A moving Mona Lisa?!

A breakdown of Artificial Intelligence and its role in generating a photorealistic moving model

The "living" portrait

A painting created in the renaissance revolutionized the way artists looked at realism, the understanding of the skull beneath the skin. Produced by Leonardo Da Vinci, The Mona Lisa is a scarily realistic painting that, even five centuries later, draws thousands of spectators each day. And while the recreation of Lisa Gherardini's smile will remain unmatched, what if there was a way we could bring even more life to the painting? Can we make the Mona Lisa move and talk?

It turns out it's not too difficult; the short answer: Artificial Intelligence. Researchers in Moscow, working under Samsung AI, have developed a way to use deep learning algorithms known as Artificial neural networks (ANNs) to create hyper-realistic synthetic images.

Neural Networks: Back to the basics

A neural network can be understood as an artificial way to reflect the behaviour of the human brain, as they replicate the way biological neurones send signals to one another to compute information. ANNs are segregated into three layers: An input layer, hidden layers, and an output layer. These layers are connected by nodes, artificial neurons that help relay signals.

input-output structure of an artificial neurone

Nodes have a predefined weight and threshold. Once the input layer is identified, weights(Wn) are allocated to different input variables(Xn) that play a role in decision-making. Next, the input value goes through mathematical operations in which the input signal is multiplied by its weight (WnXn).

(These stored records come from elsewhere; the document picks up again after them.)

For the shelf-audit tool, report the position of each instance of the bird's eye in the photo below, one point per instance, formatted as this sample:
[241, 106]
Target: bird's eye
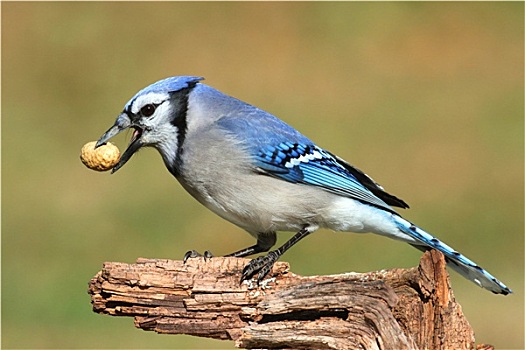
[148, 110]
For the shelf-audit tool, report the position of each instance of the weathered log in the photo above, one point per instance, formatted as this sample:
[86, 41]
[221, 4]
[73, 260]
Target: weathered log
[389, 309]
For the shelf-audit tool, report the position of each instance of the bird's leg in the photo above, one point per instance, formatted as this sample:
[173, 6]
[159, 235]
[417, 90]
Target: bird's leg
[263, 264]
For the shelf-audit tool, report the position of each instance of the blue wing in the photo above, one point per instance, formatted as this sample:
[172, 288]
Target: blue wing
[281, 151]
[311, 165]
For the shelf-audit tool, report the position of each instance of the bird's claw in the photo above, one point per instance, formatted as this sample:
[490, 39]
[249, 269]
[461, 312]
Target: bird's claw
[195, 254]
[261, 266]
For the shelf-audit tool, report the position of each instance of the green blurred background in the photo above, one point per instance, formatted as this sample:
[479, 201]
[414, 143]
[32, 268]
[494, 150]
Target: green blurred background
[427, 98]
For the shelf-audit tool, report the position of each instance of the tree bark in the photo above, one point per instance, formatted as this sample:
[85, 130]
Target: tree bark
[388, 309]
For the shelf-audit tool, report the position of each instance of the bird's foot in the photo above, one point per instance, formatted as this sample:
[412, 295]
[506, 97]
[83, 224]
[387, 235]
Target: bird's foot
[261, 266]
[195, 254]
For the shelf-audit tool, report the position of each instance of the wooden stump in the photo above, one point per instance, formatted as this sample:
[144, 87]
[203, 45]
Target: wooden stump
[389, 309]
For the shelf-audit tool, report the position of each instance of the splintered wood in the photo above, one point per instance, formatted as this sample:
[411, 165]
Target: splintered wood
[390, 309]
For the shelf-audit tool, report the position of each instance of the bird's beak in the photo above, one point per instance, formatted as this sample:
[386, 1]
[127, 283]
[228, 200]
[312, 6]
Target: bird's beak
[122, 123]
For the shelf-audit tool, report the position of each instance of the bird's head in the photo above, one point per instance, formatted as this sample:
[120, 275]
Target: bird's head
[157, 115]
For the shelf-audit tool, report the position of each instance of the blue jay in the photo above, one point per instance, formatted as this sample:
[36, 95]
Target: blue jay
[259, 173]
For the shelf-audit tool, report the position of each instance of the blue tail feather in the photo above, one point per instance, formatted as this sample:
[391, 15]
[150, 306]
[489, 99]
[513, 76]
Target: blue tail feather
[457, 261]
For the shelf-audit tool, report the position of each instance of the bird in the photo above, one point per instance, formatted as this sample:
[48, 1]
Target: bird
[259, 173]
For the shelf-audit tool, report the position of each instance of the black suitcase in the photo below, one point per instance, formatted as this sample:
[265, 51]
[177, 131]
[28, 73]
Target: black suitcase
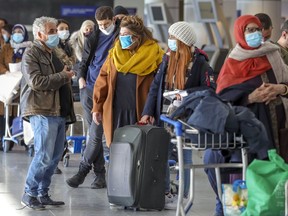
[137, 167]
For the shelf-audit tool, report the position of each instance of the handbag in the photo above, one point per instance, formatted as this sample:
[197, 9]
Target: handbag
[234, 198]
[266, 186]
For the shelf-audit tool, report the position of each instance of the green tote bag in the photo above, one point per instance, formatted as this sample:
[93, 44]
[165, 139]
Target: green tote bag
[265, 182]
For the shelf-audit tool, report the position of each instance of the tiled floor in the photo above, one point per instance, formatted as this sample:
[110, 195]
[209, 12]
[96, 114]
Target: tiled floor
[81, 201]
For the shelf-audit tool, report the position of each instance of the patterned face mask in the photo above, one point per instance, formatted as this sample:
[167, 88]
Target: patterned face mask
[254, 39]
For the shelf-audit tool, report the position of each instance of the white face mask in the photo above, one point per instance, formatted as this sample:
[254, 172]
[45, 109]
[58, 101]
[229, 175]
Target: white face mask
[63, 34]
[108, 30]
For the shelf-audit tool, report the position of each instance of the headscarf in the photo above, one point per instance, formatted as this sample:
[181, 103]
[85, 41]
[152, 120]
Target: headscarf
[146, 59]
[19, 48]
[234, 71]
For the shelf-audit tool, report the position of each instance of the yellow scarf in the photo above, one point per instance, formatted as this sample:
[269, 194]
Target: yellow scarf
[143, 62]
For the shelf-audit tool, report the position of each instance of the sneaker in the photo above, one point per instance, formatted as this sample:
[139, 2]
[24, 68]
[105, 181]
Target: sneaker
[171, 201]
[99, 182]
[46, 200]
[57, 170]
[31, 202]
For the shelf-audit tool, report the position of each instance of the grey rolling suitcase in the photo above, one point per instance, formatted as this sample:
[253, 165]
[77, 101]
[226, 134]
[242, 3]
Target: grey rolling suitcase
[137, 167]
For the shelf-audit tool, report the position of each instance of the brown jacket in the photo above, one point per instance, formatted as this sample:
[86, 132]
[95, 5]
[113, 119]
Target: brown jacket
[104, 93]
[6, 54]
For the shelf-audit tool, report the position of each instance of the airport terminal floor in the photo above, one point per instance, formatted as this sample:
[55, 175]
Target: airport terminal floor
[81, 201]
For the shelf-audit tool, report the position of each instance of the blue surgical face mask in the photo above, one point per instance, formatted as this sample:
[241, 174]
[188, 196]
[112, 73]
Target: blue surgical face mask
[254, 39]
[63, 34]
[5, 37]
[17, 37]
[53, 41]
[108, 30]
[172, 44]
[126, 41]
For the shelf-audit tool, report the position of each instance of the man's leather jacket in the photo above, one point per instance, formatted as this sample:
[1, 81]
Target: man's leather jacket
[40, 83]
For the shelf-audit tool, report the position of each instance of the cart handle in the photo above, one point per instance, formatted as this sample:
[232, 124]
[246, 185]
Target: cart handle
[176, 124]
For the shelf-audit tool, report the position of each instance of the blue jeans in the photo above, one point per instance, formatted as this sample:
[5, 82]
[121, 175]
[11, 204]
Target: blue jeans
[93, 153]
[210, 157]
[49, 136]
[187, 157]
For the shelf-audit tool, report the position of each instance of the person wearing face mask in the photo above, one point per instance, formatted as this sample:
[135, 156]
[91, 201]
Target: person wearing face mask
[65, 53]
[64, 50]
[183, 67]
[6, 33]
[96, 49]
[267, 26]
[77, 38]
[255, 76]
[119, 13]
[3, 22]
[283, 42]
[46, 108]
[12, 52]
[117, 90]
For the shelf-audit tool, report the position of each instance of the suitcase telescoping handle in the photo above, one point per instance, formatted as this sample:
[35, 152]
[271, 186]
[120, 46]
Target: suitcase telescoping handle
[176, 124]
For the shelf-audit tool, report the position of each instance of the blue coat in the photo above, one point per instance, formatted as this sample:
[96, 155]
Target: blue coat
[201, 76]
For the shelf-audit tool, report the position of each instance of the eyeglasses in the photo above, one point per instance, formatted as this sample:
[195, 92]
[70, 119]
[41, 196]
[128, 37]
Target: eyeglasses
[252, 29]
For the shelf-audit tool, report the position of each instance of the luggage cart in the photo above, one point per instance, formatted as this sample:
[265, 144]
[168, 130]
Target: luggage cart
[181, 130]
[13, 134]
[9, 91]
[75, 142]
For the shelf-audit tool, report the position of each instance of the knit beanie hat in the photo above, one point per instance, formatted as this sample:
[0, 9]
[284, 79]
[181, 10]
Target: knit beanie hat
[120, 10]
[184, 32]
[8, 28]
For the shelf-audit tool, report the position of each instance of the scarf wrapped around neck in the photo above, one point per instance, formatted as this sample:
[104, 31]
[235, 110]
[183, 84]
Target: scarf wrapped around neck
[232, 74]
[143, 62]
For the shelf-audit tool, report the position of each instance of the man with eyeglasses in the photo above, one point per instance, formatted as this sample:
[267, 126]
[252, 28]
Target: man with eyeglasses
[283, 42]
[45, 80]
[95, 52]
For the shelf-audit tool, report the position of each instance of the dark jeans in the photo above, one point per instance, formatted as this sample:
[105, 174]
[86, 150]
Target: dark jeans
[93, 153]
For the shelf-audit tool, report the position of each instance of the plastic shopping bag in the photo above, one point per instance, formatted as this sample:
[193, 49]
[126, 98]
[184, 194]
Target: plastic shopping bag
[265, 182]
[234, 198]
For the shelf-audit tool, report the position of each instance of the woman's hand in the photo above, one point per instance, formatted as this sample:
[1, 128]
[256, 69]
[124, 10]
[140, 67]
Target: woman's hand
[266, 93]
[82, 83]
[97, 117]
[146, 119]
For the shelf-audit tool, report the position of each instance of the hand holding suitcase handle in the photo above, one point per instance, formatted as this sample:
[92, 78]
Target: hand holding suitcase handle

The weight plays a vital role in this process, as its polarity (negative or positive) and strength affects the input's importance. The overall influence of the input signal is determined by finding the sum of the multiplied value (WnXn) and bias (b, An additional set of weights that remain constant).

The summation looks like this: ∑ wi xi + b

The summation value is then passed through an activation function(f) and finally looks like this: f(∑ wi xi + b)

We can understand an activation function as the minimum value that the summation requires to be to activate a node and initiate the passage of data from one layer to the next. If the node is activated, it means that the value of f(∑ wi xi + b) surpasses this minimum threshold, allowing the current layer's output to become the input of the subsequent layer.

The whole process then repeats until the final layer.

Convolutional Neural Networks: Let's dive in deeper

Making the Mona Lisa come to life uses a more specific type of ANN known as Convolutional Neural Network (ConvNet), which is different from ANNs because they cater to image, video and speech recognition.

A breakdown of ConvNets the layers within

ConvNets have three layers:

• Convolutional layer- input data, feature map, and filter
• Pooling layer
• Fully-connected (FC) layer

Let us assume that the input is the picture of the zebra. This means that the picture will be a colour image made up of a matrix of pixels in 3D; this means that the image has height, width, and depth. The first two layers of a ConvNet perform feature extraction. This is done by using a feature detector known as a kernel. The kernel is given a 2D array value, which corresponds to the pixels on the image that the kernel has to find and extract. A filter is then applied to that specific area of the image, and the input is converted into an output array.

For example, as seen in the diagram, the kernel was given the array for the pixels corresponding to the zebra's leg (a feature of the zebra that needs to be extracted) is converted to the output. As one layer produces an output given to the next layer, the extracted features become progressively more complex. This means that the algorithm begins to identify more delicate details and prominent features. The third layer of a ConvNet maps the extracted features into the final output as the image is flattened into a column vector and fed into a basic artificial neural network that I discussed earlier.

The ConvNets in the Mona Lisa's case were used to "learn" and "map" human facial expressions and movements from 3 sets of data, resulting in three very different and realistic animations of the Mona Lisa talking.

What's next?

Right now, seeing the Mona Lisa come to life is just one of the many things that neural networks are capable of doing. In the future, we can expect Neural networks to further the art world by composing music, shine in the medical industry by helping humans self-diagnose, and even be used to create hauntingly realistic, deepfake news-reporters!